AI Programs Pass U.S. Medical Licensing Exam: Implications for Medical Education and Research
ChatGPT and Flan-PaLM: The Future of AI in Medicine?
Two AI programs, including ChatGPT, developed by OpenAI, have passed the U.S. Medical Licensing Examination (USMLE), according to recent papers. The USMLE is comprised of three exams: Step 1, Step 2 CK, and Step 3. One paper, published on medRxiv, investigated ChatGPT's performance on the USMLE without any special training or reinforcement prior to the exams.
The results showed that ChatGPT was able to perform at or near the passing threshold for all three exams without any specialized training or reinforcement. Another paper, published on arXiv, evaluated the performance of another large language model, Flan-PaLM, on the USMLE.

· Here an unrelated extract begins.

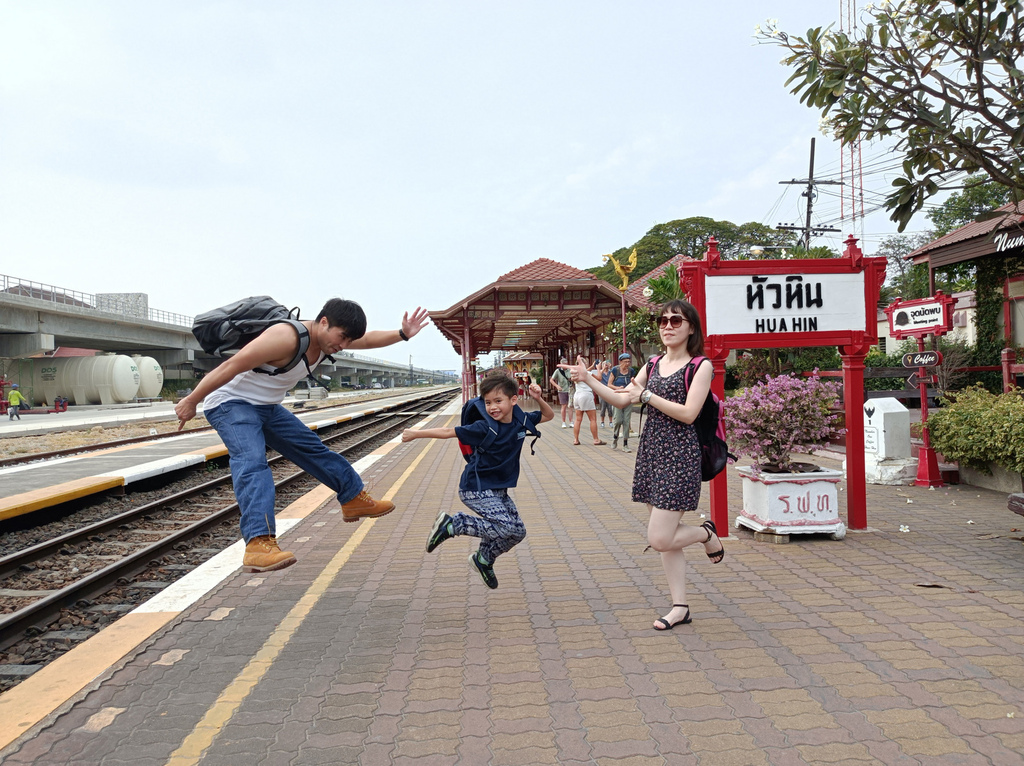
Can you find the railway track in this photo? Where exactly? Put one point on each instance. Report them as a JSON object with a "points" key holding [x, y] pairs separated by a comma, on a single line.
{"points": [[58, 592], [100, 445]]}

The model was heavily modified using a collection of medical question-answering databases called the MultiMedQA. Flan-PaLM achieved 67.6% accuracy in answering the USMLE questions, which was about 17 percentage points higher than the previous best performance.

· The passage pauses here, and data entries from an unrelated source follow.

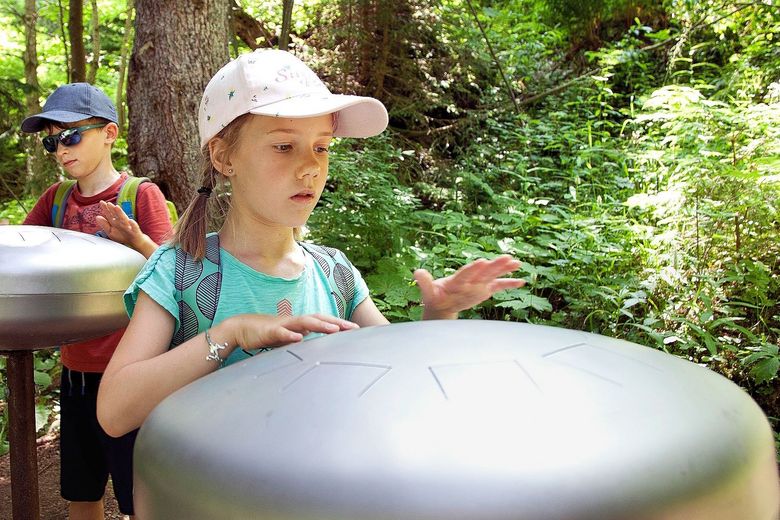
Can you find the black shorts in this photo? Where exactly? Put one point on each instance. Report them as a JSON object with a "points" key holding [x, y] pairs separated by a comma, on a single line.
{"points": [[88, 455]]}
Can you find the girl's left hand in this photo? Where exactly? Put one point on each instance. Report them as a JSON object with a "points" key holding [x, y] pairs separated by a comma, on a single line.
{"points": [[470, 285]]}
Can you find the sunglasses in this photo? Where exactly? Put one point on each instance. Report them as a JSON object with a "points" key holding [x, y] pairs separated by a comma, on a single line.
{"points": [[68, 137]]}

The papers suggest that large language models may have the potential to assist with medical education and potentially, clinical decision-making. However, healthcare professionals have expressed concerns over these developments, especially when ChatGPT is listed as an author on research papers.

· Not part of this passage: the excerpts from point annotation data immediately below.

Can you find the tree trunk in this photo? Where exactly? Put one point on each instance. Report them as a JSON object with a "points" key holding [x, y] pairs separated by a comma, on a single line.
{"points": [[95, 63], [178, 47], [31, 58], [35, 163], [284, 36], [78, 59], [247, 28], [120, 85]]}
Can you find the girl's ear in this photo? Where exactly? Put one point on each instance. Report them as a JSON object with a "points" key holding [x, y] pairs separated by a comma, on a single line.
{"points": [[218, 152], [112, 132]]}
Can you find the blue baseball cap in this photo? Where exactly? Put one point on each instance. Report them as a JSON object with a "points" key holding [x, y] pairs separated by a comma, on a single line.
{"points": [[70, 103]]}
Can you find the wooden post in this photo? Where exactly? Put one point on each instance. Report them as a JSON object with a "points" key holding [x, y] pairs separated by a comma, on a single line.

Despite the promising results, there are still concerns about the use of AI programs in medical research and education. One of the main concerns is whether AI programs are truly capable of making meaningful scholarly contributions to a paper. Some critics argue that AI tools lack the ability to understand and interpret complex medical concepts, and thus may not be able to provide accurate or meaningful insights.
Another concern is the ethical implications of listing AI programs as co-authors on research papers. AI programs cannot consent to be a co-author, and some argue that it is not ethical to do so.
Despite these concerns, researchers continue to explore the potential of AI programs in medical education, research, and clinical decision-making. The authors of the papers believe that large language models have the potential to be beneficial tools in medicine, but they also acknowledge the need for further research and collaboration between AI researchers, clinicians, social scientists, ethicists, policymakers, and other interested parties to responsibly translate these early findings into improved medical practice.
The future of AI in medicine is still uncertain, but the recent success of ChatGPT and Flan-PaLM on the USMLE suggests that AI programs have the potential to be valuable tools in medical education and research. However, it's important to continue to study and understand the limitations and ethical considerations of using AI in the medical field.